Neben den oben erwähnten Kolleg:innen sind auch bei einer anderen Organisation, mit der wir über die Wiederaufbauhilfe in Kontakt sind, Kollegen von der Verhaftungswelle betroffen. Ob und wann wir unter diesen Bedingungen gemeinsam mit unseren Partner:innen den Wiederaufbau von unten beginnen können, lässt sich aktuell nicht abschätzen. Es ist nicht auszuschließen, dass die Repressionswelle weiter geht, offenbar gibt es noch mehr Haftbefehle. Warten wir die Wahlen ab. Sollten diese aber nichts ändern an den politischen Gegebenheiten in der Türkei, muss es endlich ein Umdenken geben bei der Bundesregierung, bei internationalen Gebern und der internationalen Hilfsgemeinschaft bezüglich der Zusammenarbeit mit staatlichen Stellen in der Türkei.
Wir stehen weiter an der Seite unserer Partnerorganisationen in der Türkei und unterstützen sie – ob beim Wiederaufbau der Dörfer besonders marginalisierter Bevölkerungsgruppen oder im Umgang mit der Repression. In den letzten Jahren wurden immer wieder medico-Partnerorganisationen verboten, Büros gestürmt, Mitarbeiter:innen verhafteten oder sie mussten fliehen, um der Verhaftung zu entgehen.
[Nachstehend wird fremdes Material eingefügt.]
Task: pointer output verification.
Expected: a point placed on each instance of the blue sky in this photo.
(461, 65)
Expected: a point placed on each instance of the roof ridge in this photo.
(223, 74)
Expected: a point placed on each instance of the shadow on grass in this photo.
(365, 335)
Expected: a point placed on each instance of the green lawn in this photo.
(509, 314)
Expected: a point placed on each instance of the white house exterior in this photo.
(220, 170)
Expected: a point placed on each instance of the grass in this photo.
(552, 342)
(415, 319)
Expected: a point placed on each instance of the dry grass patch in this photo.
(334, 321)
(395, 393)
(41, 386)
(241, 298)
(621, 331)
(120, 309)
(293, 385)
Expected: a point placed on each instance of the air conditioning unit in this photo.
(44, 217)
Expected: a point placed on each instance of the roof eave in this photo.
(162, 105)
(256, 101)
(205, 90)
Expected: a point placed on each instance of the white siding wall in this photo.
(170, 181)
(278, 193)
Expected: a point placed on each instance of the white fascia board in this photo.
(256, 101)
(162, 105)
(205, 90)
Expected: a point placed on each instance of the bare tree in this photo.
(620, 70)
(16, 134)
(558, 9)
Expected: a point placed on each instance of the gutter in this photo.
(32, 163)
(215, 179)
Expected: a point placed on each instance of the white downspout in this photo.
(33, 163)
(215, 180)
Dass die Menschen in der Region dennoch immer neue Wege und Möglichkeiten gefunden haben, weiter zu machen, liegt in der generationenübergreifenden Erfahrung einer Unterdrückung begründet und im Festhalten am Kampf um eine andere, demokratische Türkei, in der alle Menschen auf ihrem Territorium einen Platz haben. Wir bitten weiterhin um die solidarische Unterstützung in diesen schwierigen Zeiten.
*Aus Sicherheitsgründen nennen wir keine Namen unserer Partnerorganisationen und ihrer Mitarbeiter:innen. Alle Organisationen, mit denen wir vor Ort in Kontakt stehen, sind Teil einer kritischen Zivilgesellschaft, viele – aber nicht alle – haben einen kurdischen Hintergrund. Seit dem Erdbeben sind sie in unterschiedlichen Bereichen der Nothilfe aktiv. In einem logischen nächsten Schritt der Zusammenarbeit haben sie sich an uns gewandt, um nach der unmittelbaren Nothilfe in eine nächste Phase überzugehen, die einen nachhaltigen Wiederaufbau und psychosoziale Hilfe einschließt. Sie und wir wissen, dass die sozialen, psychischen, ökonomischen und politischen Folgen des Erdbebens die Region noch über Jahre prägen werden.